Chapter 7 Conclusion
By using the R and D3 programming in our exploratory data analysis class. Three of us are able to perform a deep analysis on NYC public safety issue. We have generated some noteworthy findings and speculations.
7.1 Brief Conclusion
In brief, the analysis for Arrest
Dataset illustrates firstly in time span the amount and ratio trend of the incidents for each level of offense, and secondly in space span the offense level distribution of those incidents by borough. The key conclusion follows as:
The number of offense events decreases significantly through the years.
Over the years since 2016 to 2020, though the misdemeanor level of offense remains as the most frequently happened events, its ratio suffers a significant decrease.
Manhattan is generally safer than other boroughs (not including Staten Island because of population differences).

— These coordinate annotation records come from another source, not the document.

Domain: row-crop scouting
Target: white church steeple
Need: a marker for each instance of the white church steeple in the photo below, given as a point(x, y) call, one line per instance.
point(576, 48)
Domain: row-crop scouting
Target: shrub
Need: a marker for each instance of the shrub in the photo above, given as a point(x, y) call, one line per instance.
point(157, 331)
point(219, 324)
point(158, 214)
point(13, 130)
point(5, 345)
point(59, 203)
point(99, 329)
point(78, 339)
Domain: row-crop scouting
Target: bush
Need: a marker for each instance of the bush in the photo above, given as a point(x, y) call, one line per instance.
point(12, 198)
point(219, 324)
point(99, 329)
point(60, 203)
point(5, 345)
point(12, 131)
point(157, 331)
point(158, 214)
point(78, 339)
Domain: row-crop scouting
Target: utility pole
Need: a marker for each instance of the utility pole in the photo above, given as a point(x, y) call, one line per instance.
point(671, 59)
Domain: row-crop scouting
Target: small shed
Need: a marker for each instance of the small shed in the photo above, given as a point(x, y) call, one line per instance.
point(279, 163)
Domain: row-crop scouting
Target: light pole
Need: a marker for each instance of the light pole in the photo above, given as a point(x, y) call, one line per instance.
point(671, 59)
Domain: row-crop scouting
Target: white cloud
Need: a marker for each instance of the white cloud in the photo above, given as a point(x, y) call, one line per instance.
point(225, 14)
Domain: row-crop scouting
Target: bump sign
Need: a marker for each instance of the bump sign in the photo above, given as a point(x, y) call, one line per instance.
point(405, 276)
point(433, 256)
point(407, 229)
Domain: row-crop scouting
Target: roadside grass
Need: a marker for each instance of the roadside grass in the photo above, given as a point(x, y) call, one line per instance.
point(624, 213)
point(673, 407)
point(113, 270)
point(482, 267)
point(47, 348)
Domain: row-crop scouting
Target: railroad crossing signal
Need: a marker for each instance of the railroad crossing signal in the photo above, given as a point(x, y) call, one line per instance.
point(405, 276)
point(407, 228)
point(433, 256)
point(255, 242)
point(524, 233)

The exploration for Complaint
Dataset provides us with another insight to compensate for our perception on the previous dataset, where we focus on the analysis mainly in time span and word frequency:
Though the arrested events decrease significantly among years, the general complaint data level almost remains the same from 2016 to 2020. To be more specific, with respect to the arrest/complaint ratio, starting from 2013, a consecutive decreasing in Violation happened; Starting 2015, both of the felony and misdemeanor ratios entered a decreasing period.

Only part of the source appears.